Oruç tutmakla melekler gibi oluyoruz...
21/03/2024 Perşembe Köşe yazarı S.A
Rabbimize şükrümüzü hakkıyla yapmamız mümkün değildir. Nimetlerin O'ndan
olduğunu bilmemiz kâfidir...
Rabbimizin, üzerimizdeki nimetleri sayılamayacak kadar çoktur. İçinde
bulunduğumuz bunca nimetleri biz istemedik, böyle bir talebimiz de olmadı. Bizim
bunlara muhtaç olduğumuz, bunlarsız yapamayacağımız bilindiği için ihsan
edildi. Biz bilsek de bilmesek de hakikat budur... Evet, nimetler içinde
yüzüyoruz... Peki, kavuştuğumuz bunca nimete şükredebiliyor muyuz? İtiraf
edelim ki hayır. Rabbimiz de; "Şükreden kullarım azdır" buyuruyor.

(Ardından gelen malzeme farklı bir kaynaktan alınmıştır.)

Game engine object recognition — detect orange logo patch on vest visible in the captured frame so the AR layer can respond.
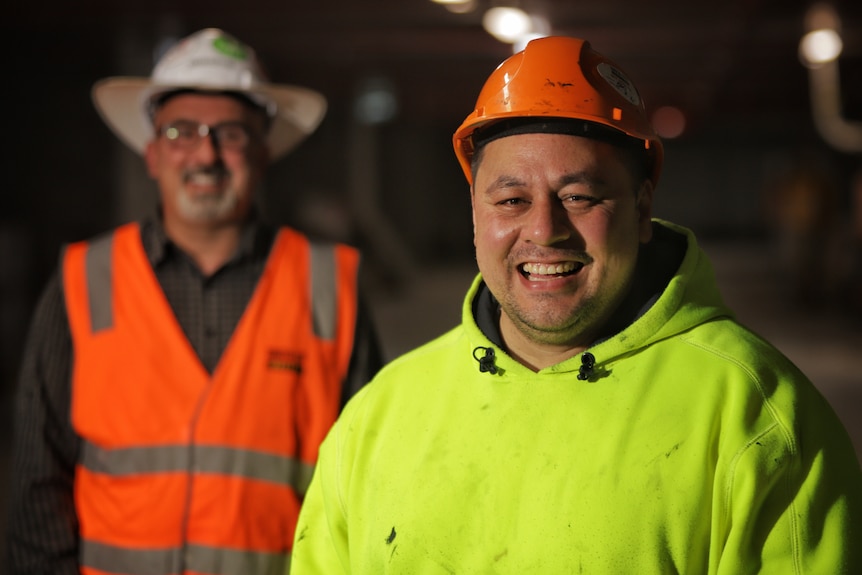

Şükretmiyorsak veya az şükrediyorsak bunun birçok sebebi var: Birincisi
bedâva bulduğumuz ve hiç eksik olmayan nimetlerini nimet olarak görmemeye
başlıyoruz.
Hava, büyük nimet. O olmazsa, hayatta kalmamız mümkün olmaz. Yeryüzünden
hava çekilse çok değil, on dakika sonra hepimiz ölürüz. Havayı yaratan, her
dakika hayatımızı kurtarıyor. Ne kadar şükretsek yine de azdır.
Oksijenin ne kadar büyük nimet olduğunu, havasız kaldığımızda anlarız.
Birisi boğazımızı sıkarsa veya sauna gibi havasız yerde uzun kalırsak o zaman
havanın kıymetini anlarız.
Sıhhatin güzelliğini, sabahlara kadar sancılar içinde kıvrananlar bilir.
Gözün değerini âmâ olanlar anlar. Kulağın kıymetini de sağır olanlar takdir
eder.
Bir fakir hocasına dert yanar; çok fakir olduğunu, hiçbir şeyinin
olmadığını söyler. O da, ona sorar; sana deseler ki, gözlerinin karşılığı sana
on bin dirhem verseler razı mısın? Hayır diye cevap verir. Sağır olursan on
bin, ona da hayır der. Dilsiz olsan, konuşamasan on bin dirhem ona da hayır,
ellerin ve ayakların felç olursa on bin. Ona da razı olmaz. Aklını kaçırsan bir
on bin daha verseler ister misin sorusuna da şöyle cevap verir:
-Aklımı kaybettikten sonra parayı ne yapacağım!..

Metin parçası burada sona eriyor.